Definitivamente intransitivo, aguardando a que el fósforo de arenque obrara, disfrutaba del paso del tiempo, siempre más lento con el estómago repostado. El tiempo llegaba, encabezando a todos sus minutos, recorría en procesión el comedor, inspeccionaba el aparador, olfateaba los aranques, los riñones al jerez y el pastel de carne, sentía la tentación de tirar un panecillo contra la nariz del Pongo, volvía denso el silencio y se retiraba lentamente. Tempus fugit.

Durante el cuarto paseo, el tiempo tuvo que apartarse de prisa porque acababa de entrar el joven Robespierre en tropel: había entrado tanto que parecía varios. Era el columnista según Pongo y el comunista en la versión de Lord Emsworth. Llegaba con la intención de romper el ayuno de la larga noche y fortalecerse para la tarea de acompañar al americano Robenston en la cacería de fantasmas.

Se acercaban a uno de los cuadros de la galería y el escritor, circunspecto y racionalista, preguntaba a la tela:

-¿Estás ahí?

Si el silencio era la respuesta, seguía con su método garantizado:

-Si no puedes hablar ni generar ectoplasma, manifiéstate de algún modo.

Hasta entonces ningún cuadro se había manifestado, Pero Robenstone veía tan grande el castillo que estaba seguro de hallar un buen puñado de fantasmas. Lo difícil era localizar su guarida.

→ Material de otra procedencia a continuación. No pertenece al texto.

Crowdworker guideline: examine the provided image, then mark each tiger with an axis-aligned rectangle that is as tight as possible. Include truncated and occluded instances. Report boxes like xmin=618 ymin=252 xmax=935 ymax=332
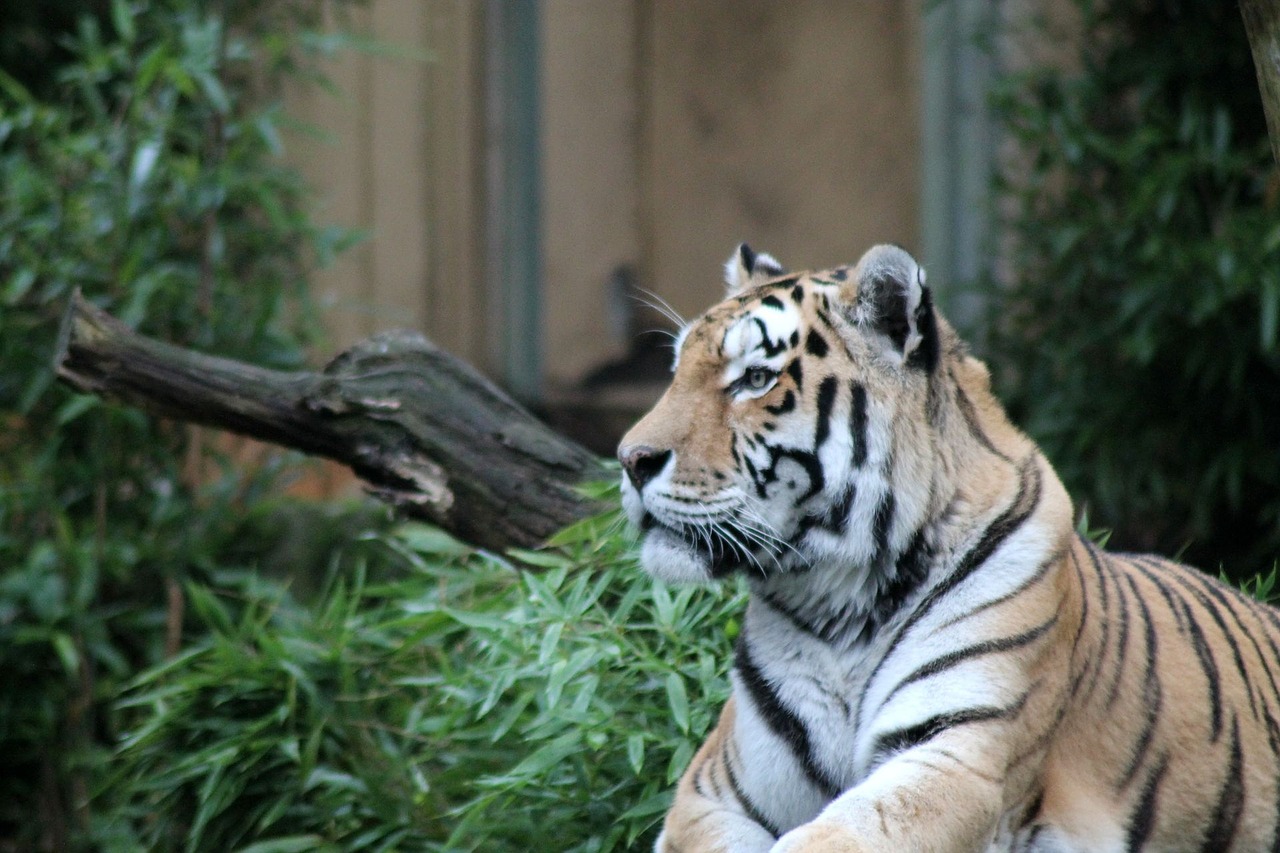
xmin=618 ymin=243 xmax=1280 ymax=853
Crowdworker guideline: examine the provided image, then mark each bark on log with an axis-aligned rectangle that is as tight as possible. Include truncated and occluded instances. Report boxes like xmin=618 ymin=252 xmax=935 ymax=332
xmin=55 ymin=293 xmax=613 ymax=549
xmin=1240 ymin=0 xmax=1280 ymax=164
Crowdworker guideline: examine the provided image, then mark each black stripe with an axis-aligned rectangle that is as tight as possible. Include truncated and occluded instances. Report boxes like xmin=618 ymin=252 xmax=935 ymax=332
xmin=870 ymin=491 xmax=896 ymax=569
xmin=1151 ymin=564 xmax=1258 ymax=720
xmin=1201 ymin=716 xmax=1244 ymax=853
xmin=804 ymin=329 xmax=831 ymax=359
xmin=751 ymin=318 xmax=787 ymax=359
xmin=733 ymin=629 xmax=840 ymax=797
xmin=879 ymin=615 xmax=1057 ymax=708
xmin=861 ymin=528 xmax=933 ymax=640
xmin=849 ymin=382 xmax=867 ymax=467
xmin=1103 ymin=564 xmax=1137 ymax=708
xmin=947 ymin=540 xmax=1059 ymax=627
xmin=764 ymin=388 xmax=796 ymax=415
xmin=787 ymin=359 xmax=804 ymax=391
xmin=1125 ymin=756 xmax=1169 ymax=853
xmin=1172 ymin=564 xmax=1280 ymax=732
xmin=951 ymin=370 xmax=1014 ymax=464
xmin=867 ymin=452 xmax=1041 ymax=701
xmin=813 ymin=377 xmax=836 ymax=450
xmin=1068 ymin=540 xmax=1108 ymax=697
xmin=1071 ymin=534 xmax=1115 ymax=703
xmin=870 ymin=692 xmax=1030 ymax=767
xmin=724 ymin=737 xmax=782 ymax=838
xmin=1116 ymin=575 xmax=1164 ymax=789
xmin=1133 ymin=561 xmax=1222 ymax=743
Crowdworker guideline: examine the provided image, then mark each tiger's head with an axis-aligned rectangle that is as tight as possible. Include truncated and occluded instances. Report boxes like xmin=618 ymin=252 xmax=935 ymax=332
xmin=618 ymin=243 xmax=986 ymax=581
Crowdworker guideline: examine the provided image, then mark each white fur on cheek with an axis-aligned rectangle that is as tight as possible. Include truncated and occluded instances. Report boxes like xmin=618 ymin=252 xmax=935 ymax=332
xmin=640 ymin=529 xmax=712 ymax=584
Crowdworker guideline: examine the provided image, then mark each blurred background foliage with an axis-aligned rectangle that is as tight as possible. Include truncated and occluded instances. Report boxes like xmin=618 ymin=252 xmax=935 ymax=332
xmin=987 ymin=0 xmax=1280 ymax=579
xmin=0 ymin=0 xmax=368 ymax=849
xmin=0 ymin=0 xmax=1280 ymax=853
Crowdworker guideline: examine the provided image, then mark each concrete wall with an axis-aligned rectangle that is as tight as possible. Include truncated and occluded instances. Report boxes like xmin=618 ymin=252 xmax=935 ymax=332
xmin=289 ymin=0 xmax=919 ymax=391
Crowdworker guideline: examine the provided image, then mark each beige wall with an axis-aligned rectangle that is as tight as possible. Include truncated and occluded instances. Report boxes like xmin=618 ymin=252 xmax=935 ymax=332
xmin=287 ymin=0 xmax=489 ymax=365
xmin=543 ymin=0 xmax=919 ymax=382
xmin=289 ymin=0 xmax=918 ymax=389
xmin=644 ymin=0 xmax=918 ymax=322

Para tal ronda Rob necesitaba abundancia de carburante. No sólo por la cacería de fantasmas auténticos de castillo, sino para volar como un abejorro primaveral al rincón del jardín donde le aguardaba Beryl. Allí se tomaban de las manos y hablaban de las estaciones del año, del sol que reverberaba en sus ojos y de sus dedos largos y finos que se posaban sobre Rob como una suave brisa, como un aleteo. Las cosas del amor, tan inquietantes vistas por dentro y tan extraterrestres desde fuera.

-Hola, Rob. -dijo Pongo.

Rob pareció afectado por alguna inestabilidad. Que le colgaran entre Boccaccio y Chaucer si no había oído la voz de Pongo. Una voz sin cuerpo. Quien debía tropezarse con voces sueltas era Robenston, pero las gafas de concha se lo debían impedir. La conmoción era grande en su espíritu porque en el comedor sólo estaban él y el barbitas de Viena, un tío que sacaba los fantasmas del cuerpo mediante algo llamado psicoanálisis.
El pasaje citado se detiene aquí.